Traduzir os sentimentos em palavras pode ser uma tarefa complicada. É por isso que os gregos tinham oito palavras diferentes para se referir a algo que, atualmente, nós resumimos como “amor”. Entre esses conceitos, talvez o chamado “amor platônico” seja o mais difundido na nossa cultura, ainda que muita gente o interprete de forma equivocada.

Quem cunhou o termo “amor platônico” foi o filósofo italiano Marsilio Ficino, no século XV. Na época, ele usou essas palavras como sinônimo para o “amor socrático”. Esse amor seria focado no caráter de alguém, na sua inteligência e não nas suas atribuições físicas. O filósofo grego Platão acreditava que esse era o amor que existia entre Sócrates e seus discípulos.

No livro O Banquete, Platão narra as várias definições do amor. Essas definições teriam sido dadas por diferentes filósofos durante um jantar. Sócrates, o convidado de honra desse encontro, disse que o amor estava atrelado ao desejo por aquilo que falta, pois ninguém desejaria aquilo que tem.

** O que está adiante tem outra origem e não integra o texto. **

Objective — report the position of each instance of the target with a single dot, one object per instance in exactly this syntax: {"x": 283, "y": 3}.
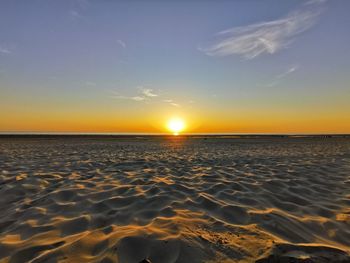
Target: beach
{"x": 167, "y": 199}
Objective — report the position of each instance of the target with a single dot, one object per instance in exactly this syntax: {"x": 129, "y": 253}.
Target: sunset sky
{"x": 263, "y": 66}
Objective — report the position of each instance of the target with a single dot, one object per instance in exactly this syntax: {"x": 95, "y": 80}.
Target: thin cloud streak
{"x": 266, "y": 37}
{"x": 148, "y": 93}
{"x": 283, "y": 75}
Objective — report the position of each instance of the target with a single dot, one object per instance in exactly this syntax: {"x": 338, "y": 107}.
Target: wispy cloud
{"x": 282, "y": 75}
{"x": 265, "y": 37}
{"x": 172, "y": 103}
{"x": 135, "y": 98}
{"x": 121, "y": 43}
{"x": 144, "y": 94}
{"x": 148, "y": 92}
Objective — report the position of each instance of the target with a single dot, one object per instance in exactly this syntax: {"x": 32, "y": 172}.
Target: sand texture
{"x": 167, "y": 200}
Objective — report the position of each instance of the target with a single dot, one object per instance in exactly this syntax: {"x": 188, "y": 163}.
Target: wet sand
{"x": 174, "y": 199}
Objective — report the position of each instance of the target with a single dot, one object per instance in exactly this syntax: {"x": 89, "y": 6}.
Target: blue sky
{"x": 222, "y": 62}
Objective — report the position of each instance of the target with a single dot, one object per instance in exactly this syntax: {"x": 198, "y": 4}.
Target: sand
{"x": 165, "y": 200}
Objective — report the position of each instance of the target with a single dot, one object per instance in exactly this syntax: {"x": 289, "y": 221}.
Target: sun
{"x": 176, "y": 125}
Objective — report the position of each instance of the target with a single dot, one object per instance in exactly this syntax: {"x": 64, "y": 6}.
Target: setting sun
{"x": 176, "y": 126}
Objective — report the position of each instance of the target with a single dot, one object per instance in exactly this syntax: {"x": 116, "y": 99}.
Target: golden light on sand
{"x": 176, "y": 125}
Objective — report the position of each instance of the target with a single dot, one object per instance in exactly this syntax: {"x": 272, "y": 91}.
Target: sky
{"x": 253, "y": 66}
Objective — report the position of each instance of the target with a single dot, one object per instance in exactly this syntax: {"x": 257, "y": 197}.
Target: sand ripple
{"x": 174, "y": 200}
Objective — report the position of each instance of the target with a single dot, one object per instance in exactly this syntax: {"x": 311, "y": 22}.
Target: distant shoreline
{"x": 125, "y": 136}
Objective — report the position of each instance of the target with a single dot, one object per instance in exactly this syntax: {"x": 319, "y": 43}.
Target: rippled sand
{"x": 175, "y": 199}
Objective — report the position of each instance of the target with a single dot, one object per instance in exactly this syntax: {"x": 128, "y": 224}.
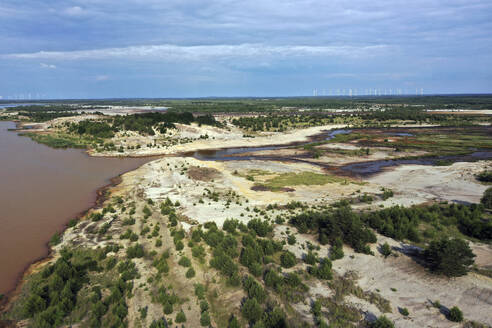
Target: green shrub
{"x": 451, "y": 257}
{"x": 180, "y": 317}
{"x": 385, "y": 250}
{"x": 455, "y": 314}
{"x": 55, "y": 239}
{"x": 404, "y": 311}
{"x": 287, "y": 259}
{"x": 184, "y": 261}
{"x": 252, "y": 310}
{"x": 190, "y": 273}
{"x": 205, "y": 319}
{"x": 487, "y": 198}
{"x": 382, "y": 322}
{"x": 135, "y": 251}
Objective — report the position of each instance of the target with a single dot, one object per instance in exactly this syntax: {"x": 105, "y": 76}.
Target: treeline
{"x": 402, "y": 223}
{"x": 281, "y": 122}
{"x": 397, "y": 222}
{"x": 330, "y": 225}
{"x": 140, "y": 123}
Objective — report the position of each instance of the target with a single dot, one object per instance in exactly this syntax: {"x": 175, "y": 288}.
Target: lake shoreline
{"x": 11, "y": 295}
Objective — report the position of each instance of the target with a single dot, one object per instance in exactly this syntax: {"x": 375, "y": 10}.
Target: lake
{"x": 41, "y": 189}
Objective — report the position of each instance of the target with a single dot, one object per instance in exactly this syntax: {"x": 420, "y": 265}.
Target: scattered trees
{"x": 455, "y": 314}
{"x": 451, "y": 257}
{"x": 487, "y": 199}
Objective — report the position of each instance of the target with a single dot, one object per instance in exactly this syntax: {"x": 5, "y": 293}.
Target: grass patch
{"x": 283, "y": 180}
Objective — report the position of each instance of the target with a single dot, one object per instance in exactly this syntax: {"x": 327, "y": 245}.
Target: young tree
{"x": 451, "y": 257}
{"x": 455, "y": 314}
{"x": 386, "y": 250}
{"x": 487, "y": 198}
{"x": 382, "y": 322}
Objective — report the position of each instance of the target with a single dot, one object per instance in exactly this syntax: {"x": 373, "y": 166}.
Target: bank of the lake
{"x": 41, "y": 190}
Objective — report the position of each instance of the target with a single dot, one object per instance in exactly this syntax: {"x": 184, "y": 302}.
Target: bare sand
{"x": 415, "y": 184}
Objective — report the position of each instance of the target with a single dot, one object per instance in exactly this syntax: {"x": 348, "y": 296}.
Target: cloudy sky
{"x": 195, "y": 48}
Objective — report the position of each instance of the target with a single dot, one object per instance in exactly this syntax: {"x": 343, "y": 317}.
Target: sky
{"x": 202, "y": 48}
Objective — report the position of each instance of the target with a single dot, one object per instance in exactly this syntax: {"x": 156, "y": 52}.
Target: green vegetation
{"x": 451, "y": 257}
{"x": 283, "y": 180}
{"x": 382, "y": 322}
{"x": 485, "y": 176}
{"x": 454, "y": 220}
{"x": 487, "y": 201}
{"x": 340, "y": 223}
{"x": 386, "y": 250}
{"x": 455, "y": 314}
{"x": 59, "y": 140}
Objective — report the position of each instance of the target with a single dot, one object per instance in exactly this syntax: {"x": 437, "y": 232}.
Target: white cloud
{"x": 48, "y": 66}
{"x": 102, "y": 77}
{"x": 178, "y": 53}
{"x": 74, "y": 11}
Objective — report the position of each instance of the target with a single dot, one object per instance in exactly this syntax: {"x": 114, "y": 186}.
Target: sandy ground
{"x": 221, "y": 138}
{"x": 414, "y": 288}
{"x": 193, "y": 183}
{"x": 415, "y": 184}
{"x": 167, "y": 177}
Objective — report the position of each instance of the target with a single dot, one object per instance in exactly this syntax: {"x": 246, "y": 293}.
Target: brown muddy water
{"x": 41, "y": 189}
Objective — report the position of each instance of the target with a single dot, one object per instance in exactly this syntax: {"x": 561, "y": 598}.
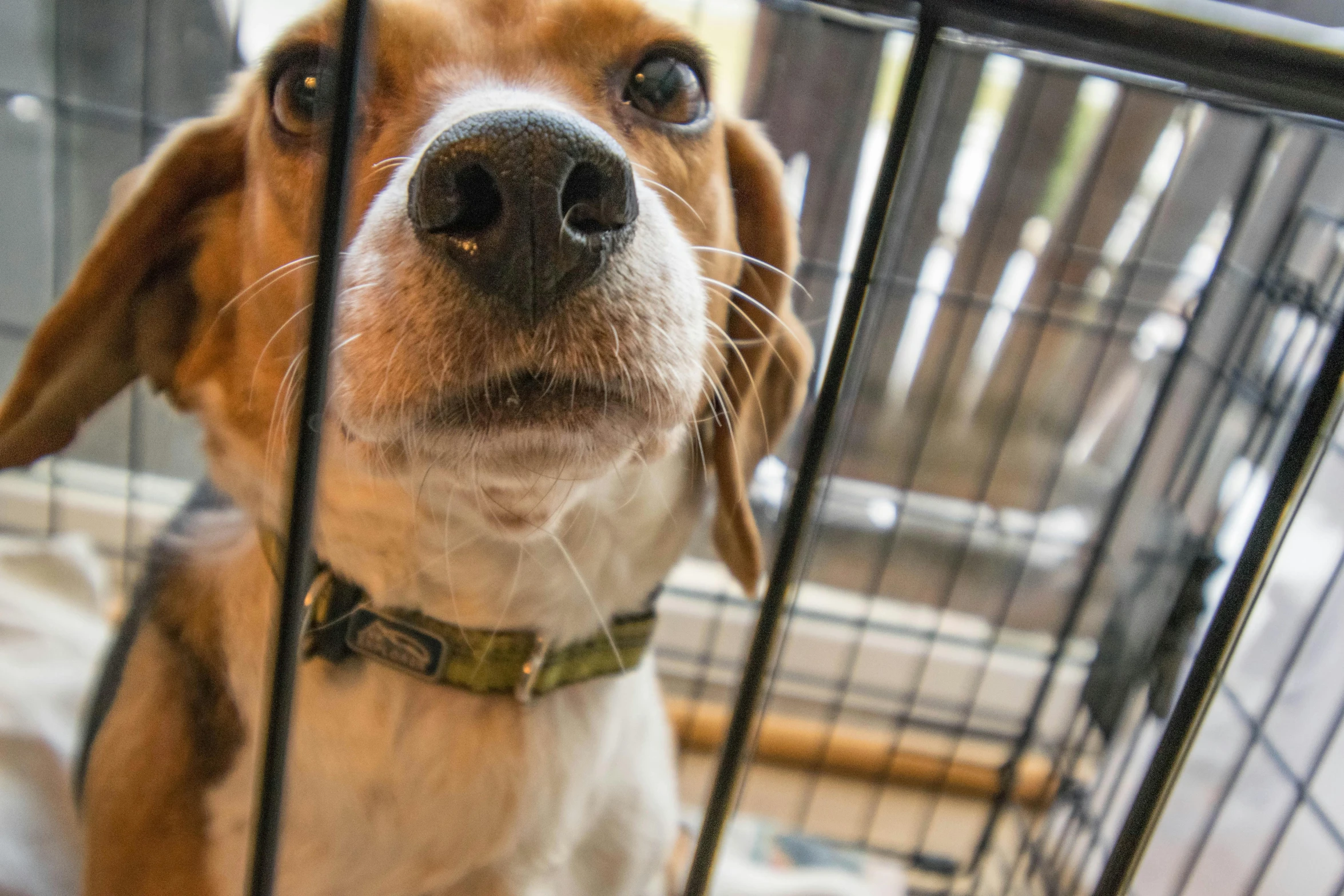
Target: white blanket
{"x": 53, "y": 633}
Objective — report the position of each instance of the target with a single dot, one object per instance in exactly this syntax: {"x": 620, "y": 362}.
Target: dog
{"x": 563, "y": 313}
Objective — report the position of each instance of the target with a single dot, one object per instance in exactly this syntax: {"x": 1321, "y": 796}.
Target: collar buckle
{"x": 531, "y": 670}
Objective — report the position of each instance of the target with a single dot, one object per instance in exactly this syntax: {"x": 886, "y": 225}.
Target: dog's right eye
{"x": 299, "y": 97}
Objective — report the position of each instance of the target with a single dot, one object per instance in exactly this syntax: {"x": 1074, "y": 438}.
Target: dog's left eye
{"x": 299, "y": 97}
{"x": 667, "y": 89}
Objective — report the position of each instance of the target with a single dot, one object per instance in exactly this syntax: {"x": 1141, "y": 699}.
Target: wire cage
{"x": 1055, "y": 559}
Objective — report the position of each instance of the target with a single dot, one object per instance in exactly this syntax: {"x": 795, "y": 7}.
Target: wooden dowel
{"x": 859, "y": 752}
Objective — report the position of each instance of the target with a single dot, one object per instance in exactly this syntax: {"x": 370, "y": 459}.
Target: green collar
{"x": 342, "y": 622}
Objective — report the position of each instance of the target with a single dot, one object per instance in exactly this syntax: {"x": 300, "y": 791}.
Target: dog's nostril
{"x": 476, "y": 203}
{"x": 592, "y": 203}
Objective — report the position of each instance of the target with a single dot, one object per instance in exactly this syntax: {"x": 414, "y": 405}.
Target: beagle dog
{"x": 565, "y": 309}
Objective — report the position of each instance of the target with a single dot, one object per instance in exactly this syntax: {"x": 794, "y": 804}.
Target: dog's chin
{"x": 524, "y": 429}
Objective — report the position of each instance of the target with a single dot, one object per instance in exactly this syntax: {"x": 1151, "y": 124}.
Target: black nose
{"x": 526, "y": 203}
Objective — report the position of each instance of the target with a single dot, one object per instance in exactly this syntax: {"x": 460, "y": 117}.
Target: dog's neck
{"x": 428, "y": 543}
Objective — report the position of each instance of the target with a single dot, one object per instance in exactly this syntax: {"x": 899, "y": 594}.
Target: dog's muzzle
{"x": 527, "y": 205}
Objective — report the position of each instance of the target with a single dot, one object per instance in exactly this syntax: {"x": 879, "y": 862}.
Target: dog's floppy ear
{"x": 766, "y": 375}
{"x": 129, "y": 306}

Já Eriximaco disse que o amor estava presente em tudo, bastando que as pessoas se permitissem observá-lo. Aristófanes, por outro lado, abordou um tema que faz parte da nossa cultura e está presente em filmes, novelas e séries: a ideia da “cara-metade”. A ideia geral defendida por ele é que as pessoas teriam sido amaldiçoadas, perdendo metade de si. O amor estaria atrelado à busca pela parte que falta, sendo essa parte um homem ou uma mulher.

O amor platônico

Os textos presentes em O Banquete foram e são objetos de estudo há séculos. Isso vem moldando a forma como vemos os conceitos abordados na obra e como eles são inseridos na nossa cultura.

Atualmente, o “amor platônico” se tornou sinônimo de amor não correspondido, mas isso não está certo. O chamado “mundo platônico” seria o mundo idealizado, ou seja, aquele mundo que só existe na nossa imaginação. Ele é perfeito.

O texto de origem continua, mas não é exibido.